Simply implementing Basel II, however, would not have necessarily guaranteed a better outcome for the U.S. Although it was intended to create a uniform standard among countries, each country was left to impose its own schedule and methods.

The crisis revealed weaknesses in the general Basel II formula, which is being redesigned. Most of the losses during this crisis were in the banks’ trading books. As a result, the committee has recommended that capital reserves of 8 percent be held against trades, instead of the 4 percent previously suggested.

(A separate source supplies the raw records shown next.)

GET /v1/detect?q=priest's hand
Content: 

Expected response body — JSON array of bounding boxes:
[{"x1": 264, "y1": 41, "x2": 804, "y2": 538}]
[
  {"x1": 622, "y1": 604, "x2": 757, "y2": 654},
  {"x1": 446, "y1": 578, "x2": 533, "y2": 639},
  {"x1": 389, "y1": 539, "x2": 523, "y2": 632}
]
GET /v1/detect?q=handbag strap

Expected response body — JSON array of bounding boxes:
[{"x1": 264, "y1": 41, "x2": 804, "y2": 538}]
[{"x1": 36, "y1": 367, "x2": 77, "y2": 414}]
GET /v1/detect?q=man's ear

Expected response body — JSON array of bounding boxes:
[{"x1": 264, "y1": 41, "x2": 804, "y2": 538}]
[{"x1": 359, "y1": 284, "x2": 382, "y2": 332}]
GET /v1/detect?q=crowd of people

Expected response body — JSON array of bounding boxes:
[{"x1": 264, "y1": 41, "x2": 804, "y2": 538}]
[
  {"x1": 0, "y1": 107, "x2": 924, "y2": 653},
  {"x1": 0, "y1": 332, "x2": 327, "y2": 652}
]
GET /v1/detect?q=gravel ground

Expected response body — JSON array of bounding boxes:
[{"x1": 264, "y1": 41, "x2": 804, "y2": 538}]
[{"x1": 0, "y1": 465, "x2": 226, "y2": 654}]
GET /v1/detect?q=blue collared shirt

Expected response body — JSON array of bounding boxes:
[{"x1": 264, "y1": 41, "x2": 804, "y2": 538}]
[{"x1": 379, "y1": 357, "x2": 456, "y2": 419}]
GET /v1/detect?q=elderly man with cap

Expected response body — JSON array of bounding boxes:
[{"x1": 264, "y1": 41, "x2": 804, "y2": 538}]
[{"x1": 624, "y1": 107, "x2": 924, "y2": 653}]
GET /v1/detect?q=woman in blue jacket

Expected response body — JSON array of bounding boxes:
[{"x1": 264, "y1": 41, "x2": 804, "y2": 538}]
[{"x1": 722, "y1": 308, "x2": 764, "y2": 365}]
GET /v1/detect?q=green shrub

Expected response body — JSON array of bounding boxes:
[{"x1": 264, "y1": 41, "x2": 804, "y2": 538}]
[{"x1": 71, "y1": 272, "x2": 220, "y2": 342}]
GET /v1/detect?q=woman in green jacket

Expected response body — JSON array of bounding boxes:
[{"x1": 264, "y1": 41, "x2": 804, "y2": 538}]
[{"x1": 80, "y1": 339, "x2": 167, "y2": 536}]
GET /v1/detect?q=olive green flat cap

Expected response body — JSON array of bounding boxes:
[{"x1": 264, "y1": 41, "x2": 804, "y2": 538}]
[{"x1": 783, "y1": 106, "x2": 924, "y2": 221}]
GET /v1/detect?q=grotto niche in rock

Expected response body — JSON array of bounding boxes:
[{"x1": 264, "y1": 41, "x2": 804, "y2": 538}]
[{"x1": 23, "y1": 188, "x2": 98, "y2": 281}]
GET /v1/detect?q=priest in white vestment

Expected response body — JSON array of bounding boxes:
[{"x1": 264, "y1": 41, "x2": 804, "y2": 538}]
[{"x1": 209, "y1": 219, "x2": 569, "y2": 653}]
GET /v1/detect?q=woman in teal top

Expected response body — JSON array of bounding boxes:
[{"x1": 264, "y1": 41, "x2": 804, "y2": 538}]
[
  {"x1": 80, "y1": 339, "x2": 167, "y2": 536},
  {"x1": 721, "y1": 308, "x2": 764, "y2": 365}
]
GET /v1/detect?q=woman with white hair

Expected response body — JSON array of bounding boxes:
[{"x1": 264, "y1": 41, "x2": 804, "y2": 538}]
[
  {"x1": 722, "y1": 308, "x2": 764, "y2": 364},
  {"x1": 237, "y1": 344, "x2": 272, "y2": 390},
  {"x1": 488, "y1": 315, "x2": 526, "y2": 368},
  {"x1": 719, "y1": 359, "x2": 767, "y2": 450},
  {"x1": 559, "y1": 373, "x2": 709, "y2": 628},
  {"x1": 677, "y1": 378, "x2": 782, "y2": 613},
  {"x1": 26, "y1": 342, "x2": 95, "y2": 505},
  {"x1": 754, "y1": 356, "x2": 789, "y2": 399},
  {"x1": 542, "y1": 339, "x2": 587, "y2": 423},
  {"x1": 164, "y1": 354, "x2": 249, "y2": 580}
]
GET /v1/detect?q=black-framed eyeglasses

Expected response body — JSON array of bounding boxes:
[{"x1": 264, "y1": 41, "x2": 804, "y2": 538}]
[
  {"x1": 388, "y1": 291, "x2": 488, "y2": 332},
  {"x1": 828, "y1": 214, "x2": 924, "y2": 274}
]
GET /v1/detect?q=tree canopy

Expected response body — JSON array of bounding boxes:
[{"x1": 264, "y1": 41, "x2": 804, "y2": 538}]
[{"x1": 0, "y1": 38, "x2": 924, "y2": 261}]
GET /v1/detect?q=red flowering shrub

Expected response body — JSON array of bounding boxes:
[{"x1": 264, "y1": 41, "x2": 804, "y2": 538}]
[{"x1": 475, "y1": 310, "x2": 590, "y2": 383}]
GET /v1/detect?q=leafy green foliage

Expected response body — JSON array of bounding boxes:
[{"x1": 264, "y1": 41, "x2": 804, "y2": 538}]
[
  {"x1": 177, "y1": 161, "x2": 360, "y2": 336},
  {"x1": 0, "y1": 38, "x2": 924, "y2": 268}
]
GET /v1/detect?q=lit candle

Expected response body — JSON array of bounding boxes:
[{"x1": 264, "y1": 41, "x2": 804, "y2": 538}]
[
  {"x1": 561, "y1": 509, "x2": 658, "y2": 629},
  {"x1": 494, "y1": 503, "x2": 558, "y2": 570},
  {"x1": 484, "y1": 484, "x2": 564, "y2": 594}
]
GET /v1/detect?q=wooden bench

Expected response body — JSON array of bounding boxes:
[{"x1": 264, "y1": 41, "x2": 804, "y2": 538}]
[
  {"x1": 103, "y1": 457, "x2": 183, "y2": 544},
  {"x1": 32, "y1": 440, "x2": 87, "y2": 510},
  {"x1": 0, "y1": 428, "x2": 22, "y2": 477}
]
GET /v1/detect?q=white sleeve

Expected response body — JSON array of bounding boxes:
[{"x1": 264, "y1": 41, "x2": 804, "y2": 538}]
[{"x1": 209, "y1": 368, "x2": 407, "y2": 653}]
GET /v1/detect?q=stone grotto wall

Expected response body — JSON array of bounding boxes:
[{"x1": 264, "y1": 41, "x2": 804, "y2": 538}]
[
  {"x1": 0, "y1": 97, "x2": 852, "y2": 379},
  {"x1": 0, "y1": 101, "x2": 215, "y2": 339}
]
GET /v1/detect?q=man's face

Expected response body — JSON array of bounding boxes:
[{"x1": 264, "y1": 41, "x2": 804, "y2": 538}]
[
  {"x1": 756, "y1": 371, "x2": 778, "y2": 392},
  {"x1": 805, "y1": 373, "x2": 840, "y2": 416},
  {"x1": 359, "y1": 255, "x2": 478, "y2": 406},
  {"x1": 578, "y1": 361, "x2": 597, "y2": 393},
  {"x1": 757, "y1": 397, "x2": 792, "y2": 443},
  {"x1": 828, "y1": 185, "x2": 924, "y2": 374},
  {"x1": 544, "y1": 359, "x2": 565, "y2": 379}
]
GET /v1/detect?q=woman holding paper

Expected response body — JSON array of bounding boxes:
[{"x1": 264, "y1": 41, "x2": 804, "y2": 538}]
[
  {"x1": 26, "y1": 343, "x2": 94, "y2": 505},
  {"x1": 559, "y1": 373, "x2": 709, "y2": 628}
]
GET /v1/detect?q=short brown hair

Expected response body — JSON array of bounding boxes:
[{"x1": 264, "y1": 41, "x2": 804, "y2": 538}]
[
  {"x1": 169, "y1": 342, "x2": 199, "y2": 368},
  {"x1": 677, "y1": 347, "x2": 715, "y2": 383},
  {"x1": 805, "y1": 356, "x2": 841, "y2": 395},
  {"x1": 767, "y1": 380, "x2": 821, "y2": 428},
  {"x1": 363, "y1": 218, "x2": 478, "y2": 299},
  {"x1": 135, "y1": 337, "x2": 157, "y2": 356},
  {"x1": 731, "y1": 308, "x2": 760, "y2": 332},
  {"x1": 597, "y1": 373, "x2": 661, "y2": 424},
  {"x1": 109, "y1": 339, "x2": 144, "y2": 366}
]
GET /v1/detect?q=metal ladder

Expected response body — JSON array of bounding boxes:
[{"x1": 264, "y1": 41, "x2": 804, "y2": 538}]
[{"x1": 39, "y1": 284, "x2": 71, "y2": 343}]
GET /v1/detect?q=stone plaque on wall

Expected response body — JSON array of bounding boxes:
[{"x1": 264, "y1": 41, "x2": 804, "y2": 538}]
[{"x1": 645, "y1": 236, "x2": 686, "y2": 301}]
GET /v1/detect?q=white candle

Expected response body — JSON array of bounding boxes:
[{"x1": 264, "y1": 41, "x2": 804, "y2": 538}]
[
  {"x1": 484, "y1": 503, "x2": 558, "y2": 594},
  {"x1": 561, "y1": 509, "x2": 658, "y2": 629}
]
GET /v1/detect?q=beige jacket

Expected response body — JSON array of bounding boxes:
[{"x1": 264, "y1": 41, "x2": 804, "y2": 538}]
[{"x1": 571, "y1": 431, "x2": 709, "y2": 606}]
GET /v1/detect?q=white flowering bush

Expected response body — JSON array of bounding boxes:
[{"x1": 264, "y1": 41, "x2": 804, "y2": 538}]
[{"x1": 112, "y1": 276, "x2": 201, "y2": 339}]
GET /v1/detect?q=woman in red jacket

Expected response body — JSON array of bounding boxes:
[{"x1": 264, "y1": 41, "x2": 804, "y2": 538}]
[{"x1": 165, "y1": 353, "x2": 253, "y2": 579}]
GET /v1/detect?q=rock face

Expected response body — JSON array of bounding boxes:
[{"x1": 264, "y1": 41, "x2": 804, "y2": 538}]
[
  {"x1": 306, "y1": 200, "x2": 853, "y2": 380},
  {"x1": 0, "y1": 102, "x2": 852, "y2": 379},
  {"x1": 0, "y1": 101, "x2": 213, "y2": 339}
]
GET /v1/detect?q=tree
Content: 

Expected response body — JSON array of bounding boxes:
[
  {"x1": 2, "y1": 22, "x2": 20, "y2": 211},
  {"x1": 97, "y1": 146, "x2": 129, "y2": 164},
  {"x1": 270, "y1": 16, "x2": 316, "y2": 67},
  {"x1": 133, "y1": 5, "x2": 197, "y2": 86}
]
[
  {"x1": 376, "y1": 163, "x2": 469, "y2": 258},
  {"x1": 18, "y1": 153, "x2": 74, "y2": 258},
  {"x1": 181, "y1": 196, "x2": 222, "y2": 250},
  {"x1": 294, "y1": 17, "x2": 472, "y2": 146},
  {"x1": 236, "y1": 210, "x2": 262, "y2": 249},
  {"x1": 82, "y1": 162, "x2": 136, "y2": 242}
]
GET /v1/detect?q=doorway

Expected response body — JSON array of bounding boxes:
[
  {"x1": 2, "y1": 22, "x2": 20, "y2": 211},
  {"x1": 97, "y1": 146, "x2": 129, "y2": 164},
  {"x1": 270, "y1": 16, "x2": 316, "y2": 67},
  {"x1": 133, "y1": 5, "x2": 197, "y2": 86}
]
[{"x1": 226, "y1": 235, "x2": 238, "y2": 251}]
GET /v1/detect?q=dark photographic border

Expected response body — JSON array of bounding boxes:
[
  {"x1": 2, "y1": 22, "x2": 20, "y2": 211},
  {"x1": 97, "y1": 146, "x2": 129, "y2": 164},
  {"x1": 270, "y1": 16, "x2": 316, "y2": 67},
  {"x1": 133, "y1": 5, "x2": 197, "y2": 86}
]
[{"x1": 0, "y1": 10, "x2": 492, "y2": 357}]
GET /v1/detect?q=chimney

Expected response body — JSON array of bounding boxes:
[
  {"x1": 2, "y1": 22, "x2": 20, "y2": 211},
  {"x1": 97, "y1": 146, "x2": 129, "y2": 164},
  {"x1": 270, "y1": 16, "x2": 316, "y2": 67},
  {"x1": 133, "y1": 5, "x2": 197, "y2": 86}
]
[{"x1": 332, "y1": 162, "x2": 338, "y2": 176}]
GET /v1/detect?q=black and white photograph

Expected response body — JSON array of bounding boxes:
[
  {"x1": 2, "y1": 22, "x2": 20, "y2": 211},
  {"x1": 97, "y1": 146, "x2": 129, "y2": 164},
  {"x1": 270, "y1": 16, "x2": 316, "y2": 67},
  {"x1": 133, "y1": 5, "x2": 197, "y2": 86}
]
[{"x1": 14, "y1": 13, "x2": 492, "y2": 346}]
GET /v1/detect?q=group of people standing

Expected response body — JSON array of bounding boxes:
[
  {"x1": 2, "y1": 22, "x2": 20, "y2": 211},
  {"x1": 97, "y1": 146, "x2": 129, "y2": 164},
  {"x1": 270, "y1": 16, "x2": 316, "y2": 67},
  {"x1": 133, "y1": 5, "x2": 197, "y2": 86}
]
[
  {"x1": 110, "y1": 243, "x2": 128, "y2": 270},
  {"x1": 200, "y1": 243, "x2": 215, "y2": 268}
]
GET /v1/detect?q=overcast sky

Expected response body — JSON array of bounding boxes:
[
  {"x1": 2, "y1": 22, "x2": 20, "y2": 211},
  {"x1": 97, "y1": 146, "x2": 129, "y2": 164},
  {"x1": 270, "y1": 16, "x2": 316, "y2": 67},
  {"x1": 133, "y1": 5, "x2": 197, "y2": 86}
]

The global financial system is so complicated that no one person can understand it, writes the BIS in its annual report. It’s time to listen and learn from the ideas from abroad, not only about reducing bank size, but how other countries intervened before the meltdown. Spain’s central bank strengthened its monitoring of loan evaluations, India tightened capital requirements, some Asian countries moderated the credit boom, and Canada limited bank leverage.

If the Fed becomes the systemic regulator, the chairman must be willing to be the traffic cop, chasing speeders, arresting reckless drivers, requiring maintenance, enforcing rules and keeping the system from crashing. If he waits another 10 years to implement what is quickly becoming the new Basel III, the too-big-to-fix banks could wind up causing another multi-country pileup.

Susan E. Reed has covered business and international affairs for CBS News, The New York Times, The New Republic and other news organizations.